Only 12 percent of people who experience cardiac arrest outside a hospital live to tell about it. Miraculously, Dr. Steven Long was in that number. He and his wife Vicky are co-founders of Global Champions, an organization that teaches young people life skills and character development in schools and businesses in several countries.
Steven’s heart attack struck during a ministry trip to Taiwan. On May 1, 2014, the air was so humid Steven felt like he was inhaling hot water. He had just finished two exhausting weeks of speaking engagements, with sleepless nights, back-to-back meetings and a full agenda of ministry.
That fateful morning, when the heart attack began he fell to the bathroom floor and passed out. When he awakened, he took a nitroglycerin tablet hoping to prevent death and called 911. Somehow, he managed to open the apartment door to let paramedics in.
An ambulance rushed him to the nearest hospital, but his heart would not keep beating. It flat-lined six times in route, so the EMTs kept him alive by defibrillation.
The paramedics called the hospital’s top-rated heart surgeon to meet them at the ER. Though he was headed home after a long day at the hospital, he returned to treat Steven (surely an act of divine providence). God was in control of everything.
Steven was rushed into emergency, triple bypass, open heart surgery. His heart was defibrillated three more times during the operation, resulting in burns on his back from the electrodes.
Unaware of Steven’s heart attack, his wife, Vicky, boarded a pre-planned 12-hour flight from San Francisco to Taiwan to celebrate the 20th anniversary of Global Champions. A leadership team met her at the airport, informed her of Steven’s dire condition, and rushed her to see him in the ICU.
After she arrived, the doctor lowered the medication, so he could regain consciousness and to see if he could recognize her voice. Vicky’s tender voice awakened him, “Hi Steve, it’s Vicky. I love you. I am here now, and everything is going to be OK.”
He opened his eyes, recognized her and tried to speak, but with all the tubes in his mouth and nose, he couldn’t talk. He looked frightened and his only words sounded like “Die” and “Help me.”
During his 23-day hospitalization, Steven had several near-death and out-of-body experiences, which he documents in his book Evading Death’s Grip.
“Standing next to the bed, I saw two hateful-eyed, wicked, nasty, mean, malignant beings who strangely appeared to be human,” he recounts in the book. “They looked like hospital workers, but I knew instinctively they were death’s emissaries.
“One stood next to me glowering with bloody, red eyes. He looked like a Chinese man, dressed in a blue zippered jacket with five Chinese characters written on the back, 死亡的幽灵 (loose translation—“spirit of death”). Next to him was a seven-plus-foot-tall, skinny Asian woman dressed in black.

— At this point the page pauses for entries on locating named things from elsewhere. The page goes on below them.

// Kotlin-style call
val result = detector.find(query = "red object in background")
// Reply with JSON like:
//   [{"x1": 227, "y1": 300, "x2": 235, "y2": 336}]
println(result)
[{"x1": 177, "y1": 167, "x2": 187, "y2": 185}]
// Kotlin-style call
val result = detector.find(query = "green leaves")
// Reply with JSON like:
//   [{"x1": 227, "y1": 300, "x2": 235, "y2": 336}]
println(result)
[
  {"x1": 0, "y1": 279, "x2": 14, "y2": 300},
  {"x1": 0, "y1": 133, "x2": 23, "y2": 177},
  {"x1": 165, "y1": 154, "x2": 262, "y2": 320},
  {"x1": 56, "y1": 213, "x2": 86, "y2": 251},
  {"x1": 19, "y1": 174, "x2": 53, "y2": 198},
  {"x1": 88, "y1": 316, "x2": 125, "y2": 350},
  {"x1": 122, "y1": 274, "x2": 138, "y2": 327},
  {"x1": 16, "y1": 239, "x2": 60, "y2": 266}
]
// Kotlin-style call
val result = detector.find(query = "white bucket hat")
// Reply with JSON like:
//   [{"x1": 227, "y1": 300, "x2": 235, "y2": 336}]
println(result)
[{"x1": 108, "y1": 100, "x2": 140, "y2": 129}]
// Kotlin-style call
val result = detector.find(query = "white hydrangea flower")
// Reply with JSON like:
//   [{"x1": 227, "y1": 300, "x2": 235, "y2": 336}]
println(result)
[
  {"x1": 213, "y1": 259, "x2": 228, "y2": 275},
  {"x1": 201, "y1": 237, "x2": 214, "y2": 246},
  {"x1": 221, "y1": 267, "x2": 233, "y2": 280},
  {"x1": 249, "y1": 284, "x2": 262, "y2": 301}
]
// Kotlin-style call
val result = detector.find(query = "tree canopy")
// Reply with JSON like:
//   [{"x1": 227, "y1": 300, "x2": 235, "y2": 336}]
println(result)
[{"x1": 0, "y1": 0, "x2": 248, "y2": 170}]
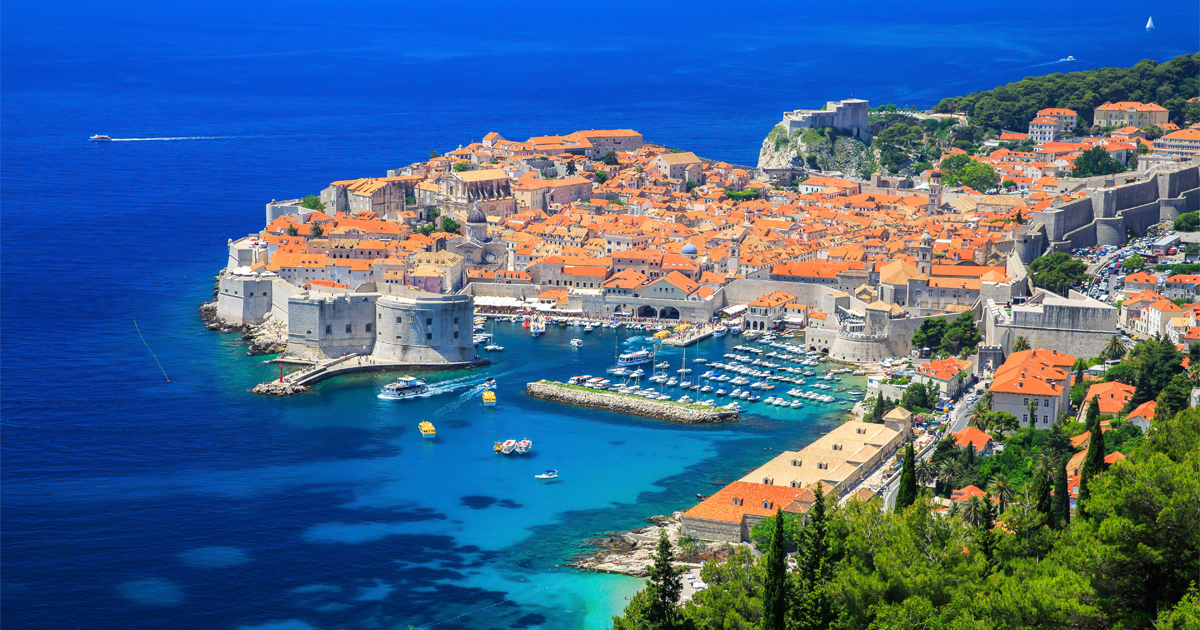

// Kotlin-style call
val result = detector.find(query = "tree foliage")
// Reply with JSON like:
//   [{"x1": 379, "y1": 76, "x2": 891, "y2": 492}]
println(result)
[
  {"x1": 934, "y1": 53, "x2": 1200, "y2": 131},
  {"x1": 1070, "y1": 146, "x2": 1126, "y2": 178},
  {"x1": 1030, "y1": 252, "x2": 1087, "y2": 295}
]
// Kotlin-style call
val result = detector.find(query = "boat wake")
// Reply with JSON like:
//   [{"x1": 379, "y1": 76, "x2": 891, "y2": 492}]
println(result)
[{"x1": 110, "y1": 136, "x2": 254, "y2": 142}]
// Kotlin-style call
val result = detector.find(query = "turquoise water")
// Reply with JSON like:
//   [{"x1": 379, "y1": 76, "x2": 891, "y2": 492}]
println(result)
[{"x1": 5, "y1": 314, "x2": 836, "y2": 629}]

“Who were they? Were they real people trying to kill me, hallucinations or possibly actual demonic beings? Why were they allowed in the ICU and who let them in? All I knew was that they were in my hospital room and their intentions were evil.
“I thought to myself, Their eyes look like those of demons I’ve seen and even cast out in the past in the name of Jesus, but how could this be since they were also seemingly human?
“I quickly discovered that I could not simply speak and make them leave, as I had done in the past. Various tubes protruded from my mouth and nose, and I was not able to talk. I was convinced that there were people trying to kill me. Paranoid, I thought there was poison in the IVs and kept pulling them out from the back of my hands, arms, and even feet, while the staff kept finding new places to put fluids and medicine into my body.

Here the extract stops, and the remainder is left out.